Here's what I got so far:
Other than that, I've been dabbling in short stories, so I've submitted one to a handful of journals. I've already gotten my first rejection letter for that, so whoo-hoo! A whole new format of rejection!
As far as my other two novels, Michelle & I just got another request for TRAVELER and I just got another request for GOOD GIRLS. The agent who requested GOOD GIRLS seemed really upbeat and positive and she said she'd get back to me in 3 weeks (it's been almost 1 now).
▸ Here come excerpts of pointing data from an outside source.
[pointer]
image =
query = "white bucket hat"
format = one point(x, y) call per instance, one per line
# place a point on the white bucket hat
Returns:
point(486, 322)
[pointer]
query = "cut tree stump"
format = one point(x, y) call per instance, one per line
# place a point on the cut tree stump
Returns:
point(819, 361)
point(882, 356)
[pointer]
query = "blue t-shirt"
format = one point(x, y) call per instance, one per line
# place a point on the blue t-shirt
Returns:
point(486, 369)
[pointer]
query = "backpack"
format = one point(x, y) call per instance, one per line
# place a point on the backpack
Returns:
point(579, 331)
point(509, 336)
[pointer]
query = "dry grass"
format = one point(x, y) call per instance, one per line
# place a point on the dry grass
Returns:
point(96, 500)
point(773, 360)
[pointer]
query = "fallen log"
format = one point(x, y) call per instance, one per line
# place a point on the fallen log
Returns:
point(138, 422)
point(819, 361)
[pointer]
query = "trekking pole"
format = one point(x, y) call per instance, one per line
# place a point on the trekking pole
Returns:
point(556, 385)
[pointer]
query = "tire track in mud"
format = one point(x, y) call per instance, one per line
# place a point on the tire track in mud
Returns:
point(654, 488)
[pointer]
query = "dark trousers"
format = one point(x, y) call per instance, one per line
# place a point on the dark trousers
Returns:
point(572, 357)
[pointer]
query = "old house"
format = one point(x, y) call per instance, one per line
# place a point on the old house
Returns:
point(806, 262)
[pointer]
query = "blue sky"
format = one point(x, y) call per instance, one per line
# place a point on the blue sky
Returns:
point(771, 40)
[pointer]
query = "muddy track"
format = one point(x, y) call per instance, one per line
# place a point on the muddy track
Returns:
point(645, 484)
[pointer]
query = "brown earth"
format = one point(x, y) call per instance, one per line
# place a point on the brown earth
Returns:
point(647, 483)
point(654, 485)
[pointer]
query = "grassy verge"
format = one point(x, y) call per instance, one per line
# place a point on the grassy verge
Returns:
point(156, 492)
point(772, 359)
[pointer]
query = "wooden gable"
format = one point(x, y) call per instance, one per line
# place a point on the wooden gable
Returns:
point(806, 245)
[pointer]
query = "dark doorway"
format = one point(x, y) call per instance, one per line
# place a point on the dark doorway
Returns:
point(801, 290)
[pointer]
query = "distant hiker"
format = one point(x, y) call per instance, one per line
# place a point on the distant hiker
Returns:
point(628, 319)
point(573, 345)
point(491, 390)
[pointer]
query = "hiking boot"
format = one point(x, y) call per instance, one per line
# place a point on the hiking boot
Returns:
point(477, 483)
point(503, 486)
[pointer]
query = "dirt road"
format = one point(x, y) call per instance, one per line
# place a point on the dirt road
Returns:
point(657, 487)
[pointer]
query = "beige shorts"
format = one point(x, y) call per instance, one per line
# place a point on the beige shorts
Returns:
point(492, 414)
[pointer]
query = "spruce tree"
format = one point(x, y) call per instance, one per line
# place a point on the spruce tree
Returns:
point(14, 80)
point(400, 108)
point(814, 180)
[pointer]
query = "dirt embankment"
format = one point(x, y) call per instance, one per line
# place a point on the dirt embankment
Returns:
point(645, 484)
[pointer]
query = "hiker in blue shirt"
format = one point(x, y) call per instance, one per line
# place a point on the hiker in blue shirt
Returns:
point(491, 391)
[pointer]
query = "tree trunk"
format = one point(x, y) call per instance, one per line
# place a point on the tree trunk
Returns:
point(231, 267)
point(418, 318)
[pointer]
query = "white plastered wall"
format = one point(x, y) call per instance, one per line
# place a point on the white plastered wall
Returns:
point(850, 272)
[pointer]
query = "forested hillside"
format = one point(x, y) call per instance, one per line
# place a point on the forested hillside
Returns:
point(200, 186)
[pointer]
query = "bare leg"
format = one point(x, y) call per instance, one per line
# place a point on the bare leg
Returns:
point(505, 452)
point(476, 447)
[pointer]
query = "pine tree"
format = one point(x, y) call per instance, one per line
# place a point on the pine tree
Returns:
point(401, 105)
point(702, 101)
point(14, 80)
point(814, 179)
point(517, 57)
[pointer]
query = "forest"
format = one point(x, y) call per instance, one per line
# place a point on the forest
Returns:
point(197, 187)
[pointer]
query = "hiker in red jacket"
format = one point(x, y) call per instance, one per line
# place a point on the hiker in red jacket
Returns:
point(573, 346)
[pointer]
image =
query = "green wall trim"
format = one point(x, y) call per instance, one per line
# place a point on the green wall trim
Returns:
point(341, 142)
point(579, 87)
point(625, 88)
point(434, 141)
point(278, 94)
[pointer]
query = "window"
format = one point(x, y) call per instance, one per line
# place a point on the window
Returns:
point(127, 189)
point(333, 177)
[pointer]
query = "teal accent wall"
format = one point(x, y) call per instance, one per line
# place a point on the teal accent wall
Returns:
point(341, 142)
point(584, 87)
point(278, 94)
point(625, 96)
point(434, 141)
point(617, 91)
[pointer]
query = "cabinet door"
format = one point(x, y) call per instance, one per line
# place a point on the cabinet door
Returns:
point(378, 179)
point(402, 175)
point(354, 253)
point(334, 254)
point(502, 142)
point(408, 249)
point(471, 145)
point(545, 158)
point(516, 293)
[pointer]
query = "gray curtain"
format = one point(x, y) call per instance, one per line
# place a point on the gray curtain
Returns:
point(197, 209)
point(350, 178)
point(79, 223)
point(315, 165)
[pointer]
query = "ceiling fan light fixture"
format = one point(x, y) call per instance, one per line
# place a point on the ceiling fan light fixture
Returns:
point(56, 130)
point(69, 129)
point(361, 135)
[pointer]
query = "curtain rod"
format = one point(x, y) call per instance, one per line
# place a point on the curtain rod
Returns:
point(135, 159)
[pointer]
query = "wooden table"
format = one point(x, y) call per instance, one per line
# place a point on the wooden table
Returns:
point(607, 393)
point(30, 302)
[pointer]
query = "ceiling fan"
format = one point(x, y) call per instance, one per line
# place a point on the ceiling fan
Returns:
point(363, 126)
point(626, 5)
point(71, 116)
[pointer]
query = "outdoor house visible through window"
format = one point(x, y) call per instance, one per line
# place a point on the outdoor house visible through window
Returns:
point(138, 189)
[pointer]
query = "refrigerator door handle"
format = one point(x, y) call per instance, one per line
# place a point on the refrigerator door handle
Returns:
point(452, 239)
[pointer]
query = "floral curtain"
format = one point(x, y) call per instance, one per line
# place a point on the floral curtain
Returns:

Just even hearing back would be nice because one agent has had GOOD GIRLS for 3 months, and two others have had it for 2 months. Don't they know how painful waiting is?! ;)
To end on a positive note, I've recently been hired to do regular local reporting for CBS's Arts & Culture beat in Philly. I just submitted my first article about the top Opera events in the coming year, although it won't be published for about a month. Not only does this make me feel like a "real" writer, it also pays cash money which is always nice.